Akurat Fucking Amal jest złym przykładem, ale wiem o czym mówisz ;) chyba raczej, jak w "fanatyku" bodajże.
czemu chlopak został nazistą?? i jest "odmieńcem" może dla tego że cały czas dostawał od zycia kopa w dupe ? może dla tego że chciał coś zrobić,a że wybrał złą droge . karzdy uczy się na własnych błedach i nie nalezy od razukogoś od odmieńca wyzywać
Przecież w filmie konkretnie widać, że bohater wykolejony, depresant, dziwak itp.
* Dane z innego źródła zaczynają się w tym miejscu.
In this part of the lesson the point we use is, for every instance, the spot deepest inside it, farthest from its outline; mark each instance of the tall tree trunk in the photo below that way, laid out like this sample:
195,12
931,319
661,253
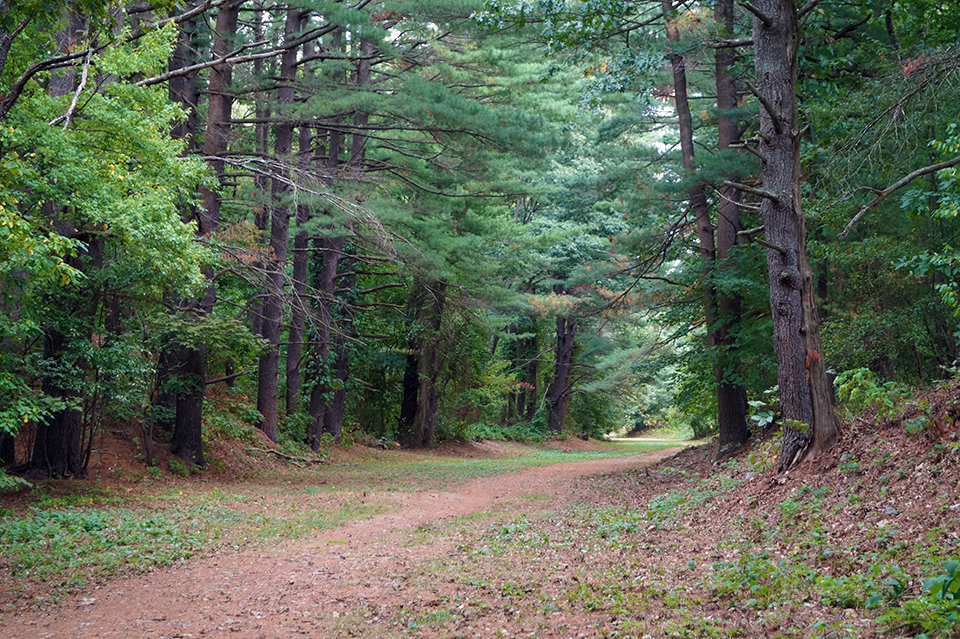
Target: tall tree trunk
298,305
187,441
8,450
428,396
183,89
532,377
269,370
805,400
731,394
731,422
559,389
56,444
411,397
326,284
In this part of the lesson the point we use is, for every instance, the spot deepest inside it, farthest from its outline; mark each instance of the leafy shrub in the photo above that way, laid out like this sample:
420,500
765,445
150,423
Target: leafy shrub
67,547
936,611
858,388
528,432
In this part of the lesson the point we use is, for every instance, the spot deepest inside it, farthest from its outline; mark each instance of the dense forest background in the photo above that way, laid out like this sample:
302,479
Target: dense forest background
420,220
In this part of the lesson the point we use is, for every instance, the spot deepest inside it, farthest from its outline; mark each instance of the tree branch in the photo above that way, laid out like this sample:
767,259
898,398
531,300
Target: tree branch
380,288
899,184
749,189
774,118
807,8
730,44
749,234
764,18
76,95
225,378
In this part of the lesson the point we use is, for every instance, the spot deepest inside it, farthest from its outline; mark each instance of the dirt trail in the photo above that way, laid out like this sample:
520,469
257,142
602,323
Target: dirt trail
302,588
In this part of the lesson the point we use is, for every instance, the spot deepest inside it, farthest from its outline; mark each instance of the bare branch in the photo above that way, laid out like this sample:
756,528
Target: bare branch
225,378
76,95
764,18
750,233
731,44
899,184
774,118
749,189
381,287
807,8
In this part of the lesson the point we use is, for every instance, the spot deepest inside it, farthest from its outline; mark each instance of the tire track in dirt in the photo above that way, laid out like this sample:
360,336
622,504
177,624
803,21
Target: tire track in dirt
302,588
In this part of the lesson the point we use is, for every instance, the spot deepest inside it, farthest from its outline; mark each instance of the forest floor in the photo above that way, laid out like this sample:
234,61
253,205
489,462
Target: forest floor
491,540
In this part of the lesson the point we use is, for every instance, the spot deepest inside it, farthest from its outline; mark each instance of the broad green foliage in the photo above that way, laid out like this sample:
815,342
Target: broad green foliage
858,389
90,210
942,263
68,548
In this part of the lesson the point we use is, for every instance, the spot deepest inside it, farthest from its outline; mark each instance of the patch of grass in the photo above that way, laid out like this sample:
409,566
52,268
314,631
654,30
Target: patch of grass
303,521
70,547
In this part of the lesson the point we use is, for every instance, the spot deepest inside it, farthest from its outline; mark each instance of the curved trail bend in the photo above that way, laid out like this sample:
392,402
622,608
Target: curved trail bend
305,587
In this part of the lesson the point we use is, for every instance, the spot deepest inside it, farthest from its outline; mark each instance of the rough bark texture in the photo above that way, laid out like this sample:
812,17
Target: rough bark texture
8,450
220,103
428,396
325,285
187,440
56,445
731,396
268,387
411,390
183,89
418,410
558,391
298,303
809,422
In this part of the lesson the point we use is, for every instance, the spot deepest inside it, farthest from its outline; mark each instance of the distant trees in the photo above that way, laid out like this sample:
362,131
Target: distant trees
381,217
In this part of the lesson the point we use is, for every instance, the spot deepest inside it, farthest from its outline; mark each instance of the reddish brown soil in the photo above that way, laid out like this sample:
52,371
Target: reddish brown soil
346,582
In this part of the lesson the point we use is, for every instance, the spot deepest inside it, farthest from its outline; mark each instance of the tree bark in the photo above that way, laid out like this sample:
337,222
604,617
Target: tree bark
56,445
298,305
731,395
805,400
718,313
269,370
8,450
187,441
558,391
326,284
428,396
A w filmie Fala świetnie widać jak tacy słaby, zagubieni samotni szybko znajdują moc w solidarnej grupie...
Dziwak, faktycznie. Taki mamy świat, że wrażliwych ludzi nazywa się dziwakami. Zauważmy, że główny bohater dostał się do grupy niejako z przypadku, trącił gościa nożem z przypadku. Nastoletni bunt na zastane okoliczności, dramatyczne - a jakże - pcha bohatera w szpony "gangu". Film nie jest żadną "genezą nazisty" - raczej opowieścią o traumach życia, słabości, tęsknocie. Tutaj nie ma ideologii. Jest za to poszukiwanie poczucia bezpieczeństwa, oparcia, człowieka. Bo ten obraz jest o JEDNOSTCE. Zdecydowanie jeden z najsmutniejszych filmów jakie widziałam.